1. Split in the Royal House

The fight against al-Qaeda has turned the splits in the Saudi royal family, already wide, into a gulf. Above all, as DEBKA-Net-Weekly can report, Crown Prince Abdullah, the effective ruler of Saudi Arabia, and his half-brother Prince Nayef, the minister of interior, are fundamentally at odds over the basic approach the royal family should take to the war on terror.


Abdullah and his inner circle believe that the struggle against terrorism can be won only if the royal family takes a much more positive attitude to the Saudis who cry out for social and political reform. They are aware that the result of this would be a weakening of the power and influence of the conservative Wahhabi clerical establishment.


DEBKA-Net-Weekly has reported that Abdullah, in the past, while appearing to sympathize with the reformists has, in effect, ignored them. But this is changing.

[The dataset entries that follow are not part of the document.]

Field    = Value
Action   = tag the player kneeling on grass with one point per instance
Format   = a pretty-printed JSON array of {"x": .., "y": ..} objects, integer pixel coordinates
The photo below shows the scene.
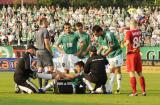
[
  {"x": 23, "y": 72},
  {"x": 76, "y": 79}
]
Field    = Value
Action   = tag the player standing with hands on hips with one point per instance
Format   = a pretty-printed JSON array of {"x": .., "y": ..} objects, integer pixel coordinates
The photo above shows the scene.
[
  {"x": 44, "y": 52},
  {"x": 133, "y": 57}
]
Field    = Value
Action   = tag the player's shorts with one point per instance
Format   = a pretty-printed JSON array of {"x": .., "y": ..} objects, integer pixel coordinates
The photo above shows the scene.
[
  {"x": 96, "y": 79},
  {"x": 68, "y": 61},
  {"x": 27, "y": 87},
  {"x": 116, "y": 61},
  {"x": 44, "y": 58},
  {"x": 134, "y": 62},
  {"x": 83, "y": 59}
]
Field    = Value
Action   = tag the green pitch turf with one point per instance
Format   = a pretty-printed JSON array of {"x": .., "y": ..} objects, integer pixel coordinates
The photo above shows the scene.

Recently the people around him have been taking the reformists seriously, and encouraging them to prepare petitions for the crown prince.


This approach is vehemently opposed by Nayef.


Last year’s al-Qaeda attacks on Saudi Arabia have energized the interior minister. Before February 2003, he tended to be laid back; now he is outspoken and proactive. He and his full brother, Prince Nawaf, the head of Saudi intelligence, take the opposite line to Abdullah. They believe that the only way in which the royal house can defeat al-Qaeda is with the full co-operation of the conservative religious establishment, the moral police and the charity institutions.


Specifically, Nayef believes that fundamentalist religious co-operation is needed to persuade family members of suspected terrorists to hand them over to the authorities. Offsetting firebrand preaching in some mosques, Nayef wants religious figures to appear on television in order to persuade families that if they hand over their loved ones, the suspects will be treated fairly. Respected clerics, including ones who are not altogether out of sympathy with al-Qaeda’s philosophy, would announce on television that they were prepared to stand guarantors of such fair treatment.


Nayef threatens disaster if Abdullah’s line were to be followed. If the royal house distances itself from the conservative religious establishment, he claims, many fundamentalist clergy may turn instead to Osama bin Laden’s supporters.


Everything hinges on the succession


The war in the royal house is mirrored in the country’s daily newspapers. Al Watan, a paper published in the southern Asir region, champions the liberal line that reform, and a shrinking of Wahhabi authority, are essential if the ills of the kingdom and the royal family, are to be cured. Al Medina, a conservative newspaper, champions the opposite line. The two Saudi newspapers published in London, Al Hayat and Shawq-al-Awsat, both adopt a relatively liberal line.


Out of the blue last Thursday, January 8, Prince Nayef put the following sentence into a speech: “There are no disputes in the royal house”.


It is clear from this that rumors about the split have become so widespread, that the prince recognized the necessity of denying them openly.


As always in Saudi Arabia, the dispute touches on the troubling issue of royal succession. It is generally understood that when Abdullah formally succeeds to the throne upon the death of the long incapacitated King Fahd, he will appoint as crown prince his half-brother, defense minister Prince Sultan who is the senior member of the powerful Sudeiri clan. But the two half brothers are both octogenarians and DEBKA-Net-Weekly‘s Gulf sources report that Sultan is into the bargain seriously ill with the usually fatal Hodgkins Disease. This has spurred on Nayef, also a Sudeiri, to harbor monarchical ambitions of his own. And the argument on what to do about al-Qaeda, and the cultivation of the conservative clergy, plays a big role in his plans to advance those ambitions.